Many people, including journalists, say this is probably the most moving of all pictures that serve to soothe the souls of all those striving to fend off the current coronavirus. In a subsequent interview, Liu said he hadn’t expected the picture to become so popular; he just wanted to record the moment that he and the old musician could possibly reminisce and relish in the future.

The beauty of the picture springs from the two men’s spirit of stillness. In stillness, they spread a sense of eternity in the here and now. A moment paused and pondered is in many ways a moment well-lived.

A famous ancient Chinese poem goes like this: How wondrous is the sunset, but it’s close to dusk. The picture may well provide a modern footnote to this melancholy line, if the old patient was facing the sunset alone, languishing in loneliness. But the young doctor was standing by the bedside, giving the old man hope. It dawned upon many viewers that our life, however fragile with old age or illness, could be so full if we endeavored to embrace nature in silence, even if for just a few seconds.

Cultivate inner calm

People tend to believe in the power of medicine in curbing the coronavirus, but no less shall people trust the power of stillness in helping patients convalesce. A still mentality has proven to be conducive to containing the virus, according to the country’s top medical experts.

This brings us to the book “Stillness Is the Key” written by Ryan Holiday, a writer and strategist, who believes that everyone can learn to cultivate the spirit of stillness, a key to living a meaningful life — not least to overcoming distress in illness. Holiday noted that most philosophical traditions of the ancient world exalted “stillness.” The Greek Stoic philosophers spoke of apatheia and the epic verse Bhagavad Gita praised this attitude as samatvam. The English rendering is “stillness.”
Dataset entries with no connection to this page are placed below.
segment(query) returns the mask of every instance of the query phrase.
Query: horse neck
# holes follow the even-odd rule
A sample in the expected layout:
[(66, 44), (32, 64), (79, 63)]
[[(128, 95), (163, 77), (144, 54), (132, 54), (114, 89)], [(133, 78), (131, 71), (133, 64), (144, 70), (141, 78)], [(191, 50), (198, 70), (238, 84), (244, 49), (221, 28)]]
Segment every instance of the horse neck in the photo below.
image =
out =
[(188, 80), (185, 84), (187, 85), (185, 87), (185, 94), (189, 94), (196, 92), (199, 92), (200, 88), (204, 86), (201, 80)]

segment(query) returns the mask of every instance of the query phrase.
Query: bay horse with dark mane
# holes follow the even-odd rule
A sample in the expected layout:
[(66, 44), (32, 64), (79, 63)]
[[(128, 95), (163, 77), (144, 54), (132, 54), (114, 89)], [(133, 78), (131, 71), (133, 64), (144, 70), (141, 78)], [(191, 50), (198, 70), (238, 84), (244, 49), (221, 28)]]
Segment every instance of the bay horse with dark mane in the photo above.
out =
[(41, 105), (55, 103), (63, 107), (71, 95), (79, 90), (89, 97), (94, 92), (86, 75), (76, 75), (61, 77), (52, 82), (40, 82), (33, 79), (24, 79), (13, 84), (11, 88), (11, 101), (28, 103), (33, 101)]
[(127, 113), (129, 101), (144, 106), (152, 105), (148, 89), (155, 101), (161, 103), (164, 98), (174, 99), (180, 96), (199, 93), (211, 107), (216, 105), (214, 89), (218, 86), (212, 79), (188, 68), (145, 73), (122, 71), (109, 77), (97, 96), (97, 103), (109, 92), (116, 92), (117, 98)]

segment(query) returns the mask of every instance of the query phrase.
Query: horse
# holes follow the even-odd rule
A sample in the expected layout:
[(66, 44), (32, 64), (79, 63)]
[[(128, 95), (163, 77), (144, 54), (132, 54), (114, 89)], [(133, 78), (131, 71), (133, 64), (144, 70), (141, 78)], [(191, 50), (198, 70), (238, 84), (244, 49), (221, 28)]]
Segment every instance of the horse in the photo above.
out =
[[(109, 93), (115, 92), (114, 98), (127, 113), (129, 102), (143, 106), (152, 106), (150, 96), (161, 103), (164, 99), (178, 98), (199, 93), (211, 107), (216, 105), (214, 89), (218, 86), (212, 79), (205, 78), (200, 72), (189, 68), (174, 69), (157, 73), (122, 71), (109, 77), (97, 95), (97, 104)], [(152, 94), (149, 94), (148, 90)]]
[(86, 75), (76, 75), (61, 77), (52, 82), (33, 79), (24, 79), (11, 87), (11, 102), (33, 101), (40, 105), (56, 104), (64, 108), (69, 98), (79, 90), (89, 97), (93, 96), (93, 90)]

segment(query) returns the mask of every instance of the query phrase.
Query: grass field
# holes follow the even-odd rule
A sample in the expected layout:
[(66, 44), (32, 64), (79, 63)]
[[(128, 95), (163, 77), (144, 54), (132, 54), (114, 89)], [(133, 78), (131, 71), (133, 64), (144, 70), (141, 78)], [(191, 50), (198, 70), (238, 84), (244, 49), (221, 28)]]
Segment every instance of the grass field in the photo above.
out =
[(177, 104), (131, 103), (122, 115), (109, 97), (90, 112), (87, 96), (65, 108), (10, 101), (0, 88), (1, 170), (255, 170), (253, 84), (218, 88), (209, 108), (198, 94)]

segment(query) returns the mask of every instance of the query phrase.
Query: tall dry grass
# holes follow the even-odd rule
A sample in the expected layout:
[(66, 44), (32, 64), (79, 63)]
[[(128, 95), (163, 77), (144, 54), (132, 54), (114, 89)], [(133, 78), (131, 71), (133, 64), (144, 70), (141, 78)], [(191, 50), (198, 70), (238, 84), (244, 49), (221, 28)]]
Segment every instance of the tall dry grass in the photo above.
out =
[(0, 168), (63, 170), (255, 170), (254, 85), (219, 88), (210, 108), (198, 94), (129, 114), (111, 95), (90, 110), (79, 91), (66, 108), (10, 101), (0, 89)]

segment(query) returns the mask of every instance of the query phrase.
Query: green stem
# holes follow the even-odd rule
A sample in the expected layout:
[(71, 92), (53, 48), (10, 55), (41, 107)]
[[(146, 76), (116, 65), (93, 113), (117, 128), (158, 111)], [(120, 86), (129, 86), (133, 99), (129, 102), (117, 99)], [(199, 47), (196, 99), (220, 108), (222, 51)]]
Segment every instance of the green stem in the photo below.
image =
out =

He defined “stillness” as the ability to find equanimity amid the turbulence of life. If you can cultivate inner calm, he explained, you can devote full focus on your activities rather than allowing your attention to fracture — with one bit expressing irritation with street noise, another brooding over money problems.

What the aforementioned sunset picture struck me and many others most was exactly the two men’s imperturbable calm and instant focus on what mattered most in their life in that particular moment — the ability to see the sunshine, again. All other thoughts — mostly mundane worries — faded away.

“When basically all the wisdom of the ancient world agrees on something, only a fool would decline to listen,” wrote Holiday. Cultivating stillness is difficult, particularly in the hyper-connected modern world, but it is not an esoteric state that only a select few can attain, he said. By citing a wide range of examples from Winston Churchill to Tiger Woods, he drove home the point that stillness is present in everyone, only that we need to discover it with discipline.

In retrospect, I ask myself: Have I run so fast that I have missed a good deal of great moments in my life? Reading Holiday’s book and watching the sunset picture, I now feel I could have lived a fuller life, in a simpler way.

In seeking pleasure after pleasure, many of us have probably mistaken what we possess for what we live for. Without a spirit of stillness and a propensity to pause, we can have our attention fractured by things peripheral to the core of a well-lived life. Central to a well-lived life, as the book and the picture illustrate, is our ability to not panic in distress.

Holiday’s book gave specific tips as to how one can be calm within, such as through regular walking as Churchill did. But not all his advice applies to everyone. Ultimately, one should learn from childhood that life is about appreciating, rather than acquiring; about caring, rather than calculating.